CD-AlbumI Hate Records 2009
http://www.myspace.com/countraventheband
Mit „Mammons War“ geben COUNT RAVEN nicht nur ein fulminantes Lebenszeichen von sich, sondern erklären den Wirtschaftsbossen und Regierungen den musikalischen Krieg. Die 11 Songs des aktuellen Albums sind der klanggewordene Beweis dafür, dass sich Doom trotz seiner lethargischen Natur auch zur Verarbeitung aktuell-politischer Inhalte eignet. Entsprechend legt die Dame auf dem Front-Cover eine Rose auf das von Totenschädeln und Geldscheinen bedeckte Grab und beerdigt damit symbolisch das Weltfinanzsystem. Außerdem handeln COUNT RAVEN gleich eine ganze Reihe sozialkritischer, aber auch sehr persönlicher Themen wie Krieg, Lebenssinn, Umwelt, Abtreibung, Liebe und Glaube ab, wobei sich letzterer lyrisch durch alle Songs des Albums zieht.
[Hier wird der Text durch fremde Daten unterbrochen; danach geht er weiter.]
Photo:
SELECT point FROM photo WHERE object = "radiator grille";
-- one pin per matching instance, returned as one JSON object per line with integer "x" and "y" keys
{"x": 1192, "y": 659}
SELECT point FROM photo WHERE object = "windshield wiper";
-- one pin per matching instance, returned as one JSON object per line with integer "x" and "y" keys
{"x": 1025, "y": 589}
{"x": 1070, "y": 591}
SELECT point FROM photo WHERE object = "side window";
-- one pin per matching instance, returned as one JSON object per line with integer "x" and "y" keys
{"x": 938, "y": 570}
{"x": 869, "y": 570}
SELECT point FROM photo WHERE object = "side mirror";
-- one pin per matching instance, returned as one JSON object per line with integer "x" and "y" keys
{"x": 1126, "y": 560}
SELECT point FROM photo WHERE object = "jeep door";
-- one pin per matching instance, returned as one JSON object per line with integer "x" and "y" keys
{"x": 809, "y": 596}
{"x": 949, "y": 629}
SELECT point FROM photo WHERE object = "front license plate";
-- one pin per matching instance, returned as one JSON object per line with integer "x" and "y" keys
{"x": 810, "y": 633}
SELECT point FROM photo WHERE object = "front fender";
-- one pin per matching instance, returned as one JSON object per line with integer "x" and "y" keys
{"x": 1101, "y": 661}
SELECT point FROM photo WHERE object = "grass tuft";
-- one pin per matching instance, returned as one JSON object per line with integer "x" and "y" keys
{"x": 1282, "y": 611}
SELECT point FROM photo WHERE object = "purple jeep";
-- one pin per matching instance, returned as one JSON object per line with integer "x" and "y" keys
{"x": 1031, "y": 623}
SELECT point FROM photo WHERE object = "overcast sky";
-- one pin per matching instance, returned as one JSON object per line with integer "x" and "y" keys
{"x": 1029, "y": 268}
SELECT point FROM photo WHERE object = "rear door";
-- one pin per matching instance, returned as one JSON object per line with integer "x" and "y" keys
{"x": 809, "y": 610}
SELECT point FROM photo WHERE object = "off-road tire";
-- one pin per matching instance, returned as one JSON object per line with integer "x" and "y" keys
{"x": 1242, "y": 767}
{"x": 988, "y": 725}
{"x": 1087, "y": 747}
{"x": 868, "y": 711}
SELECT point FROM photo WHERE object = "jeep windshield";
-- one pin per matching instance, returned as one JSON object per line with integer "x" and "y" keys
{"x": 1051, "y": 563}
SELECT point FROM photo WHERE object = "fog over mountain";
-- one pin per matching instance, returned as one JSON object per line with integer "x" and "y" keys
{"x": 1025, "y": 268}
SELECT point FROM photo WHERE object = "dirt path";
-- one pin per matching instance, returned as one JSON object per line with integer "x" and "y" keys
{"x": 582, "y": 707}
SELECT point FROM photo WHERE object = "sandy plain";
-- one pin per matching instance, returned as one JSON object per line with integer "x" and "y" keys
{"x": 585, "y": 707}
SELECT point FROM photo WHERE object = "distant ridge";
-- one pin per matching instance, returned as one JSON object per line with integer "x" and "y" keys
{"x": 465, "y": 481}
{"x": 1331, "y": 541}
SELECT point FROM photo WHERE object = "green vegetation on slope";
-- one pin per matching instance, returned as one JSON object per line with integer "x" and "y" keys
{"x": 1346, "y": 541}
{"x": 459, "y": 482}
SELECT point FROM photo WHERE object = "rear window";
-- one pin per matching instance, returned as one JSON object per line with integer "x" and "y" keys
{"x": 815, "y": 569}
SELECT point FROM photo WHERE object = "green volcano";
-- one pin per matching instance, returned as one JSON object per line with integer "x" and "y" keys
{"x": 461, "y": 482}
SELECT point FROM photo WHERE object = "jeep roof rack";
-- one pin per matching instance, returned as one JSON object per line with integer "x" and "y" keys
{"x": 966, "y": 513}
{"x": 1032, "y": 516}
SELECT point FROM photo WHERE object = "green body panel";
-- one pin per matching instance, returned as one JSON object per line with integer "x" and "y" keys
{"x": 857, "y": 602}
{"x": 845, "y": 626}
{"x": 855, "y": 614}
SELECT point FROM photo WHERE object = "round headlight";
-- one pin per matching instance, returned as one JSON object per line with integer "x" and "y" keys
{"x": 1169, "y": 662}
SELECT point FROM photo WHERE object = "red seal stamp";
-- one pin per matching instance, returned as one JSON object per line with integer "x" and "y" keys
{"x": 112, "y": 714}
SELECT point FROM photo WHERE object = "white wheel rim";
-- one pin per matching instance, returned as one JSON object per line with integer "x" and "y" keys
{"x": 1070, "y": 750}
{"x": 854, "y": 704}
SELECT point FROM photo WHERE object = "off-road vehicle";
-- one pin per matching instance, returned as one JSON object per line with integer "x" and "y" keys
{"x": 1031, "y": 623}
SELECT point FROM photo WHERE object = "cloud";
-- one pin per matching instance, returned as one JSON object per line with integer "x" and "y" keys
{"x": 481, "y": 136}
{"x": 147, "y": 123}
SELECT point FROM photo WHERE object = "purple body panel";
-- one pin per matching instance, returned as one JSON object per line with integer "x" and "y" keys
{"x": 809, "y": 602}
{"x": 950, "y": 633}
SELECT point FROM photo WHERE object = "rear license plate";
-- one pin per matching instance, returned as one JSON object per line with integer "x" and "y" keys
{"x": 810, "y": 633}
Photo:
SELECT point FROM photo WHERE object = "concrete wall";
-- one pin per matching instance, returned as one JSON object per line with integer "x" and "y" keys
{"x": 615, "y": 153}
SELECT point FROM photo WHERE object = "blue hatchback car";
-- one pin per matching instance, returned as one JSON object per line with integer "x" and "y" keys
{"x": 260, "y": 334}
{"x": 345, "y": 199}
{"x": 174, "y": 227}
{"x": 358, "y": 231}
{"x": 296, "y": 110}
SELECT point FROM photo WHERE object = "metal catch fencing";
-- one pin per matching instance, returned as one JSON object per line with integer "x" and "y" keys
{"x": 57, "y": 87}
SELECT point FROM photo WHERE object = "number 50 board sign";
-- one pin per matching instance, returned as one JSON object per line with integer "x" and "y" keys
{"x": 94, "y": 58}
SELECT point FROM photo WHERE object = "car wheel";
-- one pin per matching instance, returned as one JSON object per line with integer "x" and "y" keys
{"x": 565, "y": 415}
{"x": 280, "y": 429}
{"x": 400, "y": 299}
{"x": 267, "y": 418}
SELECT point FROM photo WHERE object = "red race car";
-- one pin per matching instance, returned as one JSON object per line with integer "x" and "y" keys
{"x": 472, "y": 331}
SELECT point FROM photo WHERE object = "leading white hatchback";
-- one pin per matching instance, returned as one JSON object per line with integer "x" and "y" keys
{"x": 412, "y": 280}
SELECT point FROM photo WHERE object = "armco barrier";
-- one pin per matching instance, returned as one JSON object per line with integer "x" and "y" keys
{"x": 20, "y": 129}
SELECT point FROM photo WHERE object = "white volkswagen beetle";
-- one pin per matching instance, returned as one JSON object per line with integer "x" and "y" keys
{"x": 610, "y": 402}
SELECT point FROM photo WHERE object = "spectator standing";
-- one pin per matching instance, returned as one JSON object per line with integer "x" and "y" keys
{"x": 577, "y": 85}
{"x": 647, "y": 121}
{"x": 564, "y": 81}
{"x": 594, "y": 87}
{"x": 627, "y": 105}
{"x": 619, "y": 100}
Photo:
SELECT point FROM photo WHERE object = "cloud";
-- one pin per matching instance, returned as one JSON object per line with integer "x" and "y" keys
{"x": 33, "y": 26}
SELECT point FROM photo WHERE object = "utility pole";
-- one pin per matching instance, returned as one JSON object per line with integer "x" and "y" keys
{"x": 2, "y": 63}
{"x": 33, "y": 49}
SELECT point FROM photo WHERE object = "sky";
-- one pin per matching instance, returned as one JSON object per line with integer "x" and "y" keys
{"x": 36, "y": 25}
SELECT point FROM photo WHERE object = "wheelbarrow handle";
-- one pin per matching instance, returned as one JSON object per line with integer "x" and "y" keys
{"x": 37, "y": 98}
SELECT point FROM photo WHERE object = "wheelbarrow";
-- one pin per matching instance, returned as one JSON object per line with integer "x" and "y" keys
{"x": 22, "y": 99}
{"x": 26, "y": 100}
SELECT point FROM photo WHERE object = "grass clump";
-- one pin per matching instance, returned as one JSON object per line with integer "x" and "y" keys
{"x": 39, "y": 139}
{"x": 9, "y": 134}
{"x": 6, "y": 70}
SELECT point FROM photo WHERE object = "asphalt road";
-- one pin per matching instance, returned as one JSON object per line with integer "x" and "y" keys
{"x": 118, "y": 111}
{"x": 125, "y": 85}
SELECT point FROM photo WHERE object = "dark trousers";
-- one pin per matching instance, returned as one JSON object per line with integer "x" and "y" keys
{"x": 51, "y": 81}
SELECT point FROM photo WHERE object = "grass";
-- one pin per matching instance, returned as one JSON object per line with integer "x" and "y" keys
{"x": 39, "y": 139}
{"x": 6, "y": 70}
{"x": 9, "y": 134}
Im Gegensatz zu den modernen Texten steht der strikt konservative Kompositionsstil von COUNT RAVEN, der wie üblich eine Reminiszenz an Black Sabbath ist. Dabei rechtfertigt das Klangergebnis definitiv die lange Schaffenspause, denn auf keinem der Vorgängeralben standen COUNT RAVEN ihren Vorbildern soundtechnisch so nahe wie jetzt mit „Mammons War“. Vor allem Fodde hat die verstrichene Zeit genutzt, um Ozzys Stimmbänder in der Petrischale klonen und in seinen Kehlkopf verpflanzen zu lassen. Die Gitarre klingt, als bediene Toni Iommi selbst die bleierne Riffmaschinerie. Nur die an Jean-Michel Jarre erinnernden Synthesizer-Wände des Titel- und des Abschlussongs passen nicht so recht in das ansonsten absolut gelungene Gesamtbild.